Militarisation of policing is a worldwide phenomenon, largely carried out under the guise of “counter-terrorism”.

The footage coming out of Ferguson, which the police have turned into a war zone, has catapulted the issue into the mainstream.

Is camouflage gear, designed for desert and jungle combat, really necessary or effective in shopping malls and convenience stores? Why is there an armoured tank in my neighbourhood? New questions for a new era of policing. This is not unique to the US. Australian police now have all manner of sadistic, and lethal, toys to deploy against the public. There is also an arsenal of anti-protest and counter-terrorism laws to crack down on civil liberties.

Electro-shock weapons – such as cattle prods used on protesters by dictatorial regimes and electrical devices used in torture – use to get a bad rap. But in the 1990s, Taser International successfully re-branded electro-shock as a “life saver”, to be used instead of deadly force. Since then tasers have become standard police issue.

At least five people have died in Australia after being shocked by these “less-than-lethal” weapons.

Aerosol sprays are also considered “less than lethal”, although Victoria Police decided last year to replace capsicum spray with more targeted and less flammable chemical weapons due to concern about secondary exposure and fire danger associated with using it alongside tasers.

The Queensland Police Service has flagged the deployment of military-style drones during the G20 summit in Brisbane later this year. It also recently purchased Remington R4s, a military assault rifle, to be used by general duty officers. Western Australian police last year procured a $400,000 “Ballistic Engineered Armoured Response Counter Attack Truck” (known as BearCat) for “counter-terrorism”.
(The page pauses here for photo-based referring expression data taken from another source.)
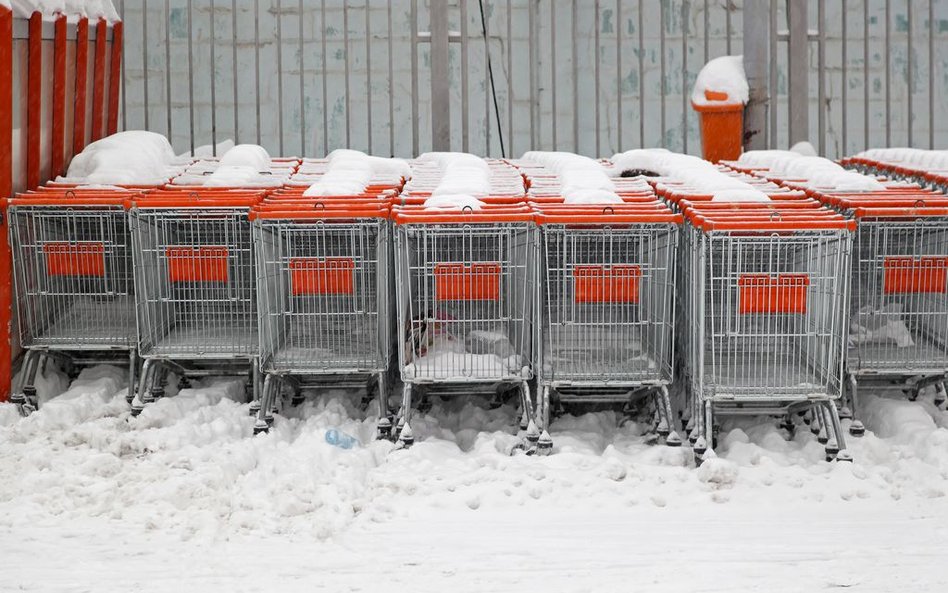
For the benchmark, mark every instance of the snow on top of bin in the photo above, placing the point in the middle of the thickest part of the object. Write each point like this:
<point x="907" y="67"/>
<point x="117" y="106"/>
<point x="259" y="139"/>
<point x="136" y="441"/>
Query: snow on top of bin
<point x="134" y="157"/>
<point x="721" y="75"/>
<point x="582" y="180"/>
<point x="73" y="9"/>
<point x="815" y="172"/>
Criminology professor Jude McCulloch argues that counter-terrorism units set up in the mid-1970s within Australian state police forces led to the blurring of the line between the military and the police.

One of the first of these units was the Special Operations Group (SOG) in Victoria. Established in 1977, it is a paramilitary group – similar to US SWAT teams – modelled on, trained by and including former members of the SAS. Like SAS soldiers, they are trained to kill.
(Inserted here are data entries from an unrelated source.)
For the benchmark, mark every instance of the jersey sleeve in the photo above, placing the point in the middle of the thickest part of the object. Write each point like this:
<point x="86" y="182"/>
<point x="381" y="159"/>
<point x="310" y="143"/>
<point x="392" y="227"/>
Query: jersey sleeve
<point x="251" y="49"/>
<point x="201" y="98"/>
“Politically motivated and criminal terrorist activity” is the raison d’être for such units, but in reality these and other police tactical groups operate almost exclusively within the purview of everyday policing.

And, rather hypocritically, their real function is to carry out politically motivated violence.
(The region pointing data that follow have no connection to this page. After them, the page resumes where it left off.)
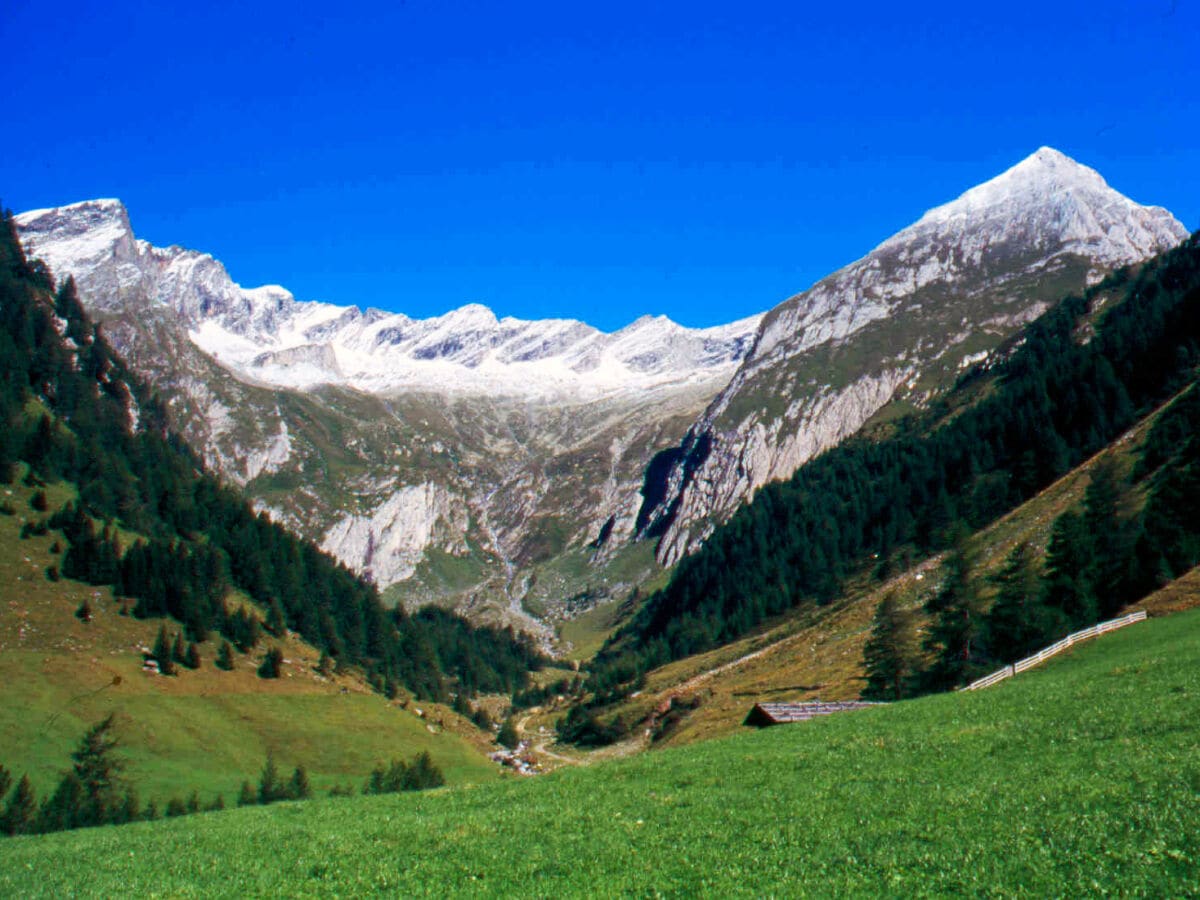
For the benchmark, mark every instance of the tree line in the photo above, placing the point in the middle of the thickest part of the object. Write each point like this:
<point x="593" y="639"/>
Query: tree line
<point x="1099" y="558"/>
<point x="94" y="791"/>
<point x="67" y="407"/>
<point x="1073" y="381"/>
On 13 October 1987, during the battle to deregister the Builders Labourers’ Federation, SOG raided and seized the union’s office in Carlton. After gaining entry, the officers cut the phone lines, ordered staff not to move and repeatedly kicked and punched an organiser when he refused to obey the order.

During protests against the World Economic Forum, held at Melbourne’s Crown Casino in 2000, the “Force Response Unit” hospitalised 30 protesters after baton charging and subjecting them to pressure point neck holds.

During the eviction of Occupy Melbourne in October 2011, “snatch squads” of officers in full Darth Vader regalia – NATO-style helmets with visors, behind transparent shields, truncheons drawn – kettled (encircled and detained) protesters for hours, sending out “search” sorties into crowds of fleeing demonstrators to make retaliatory arrests, or simply inflict some damage.

These military-style tactics have become all too recognisable at demonstrations across Australia and the world.

The militarisation of the police has nothing to do with counter-terrorism and everything to do with policing political and industrial dissent.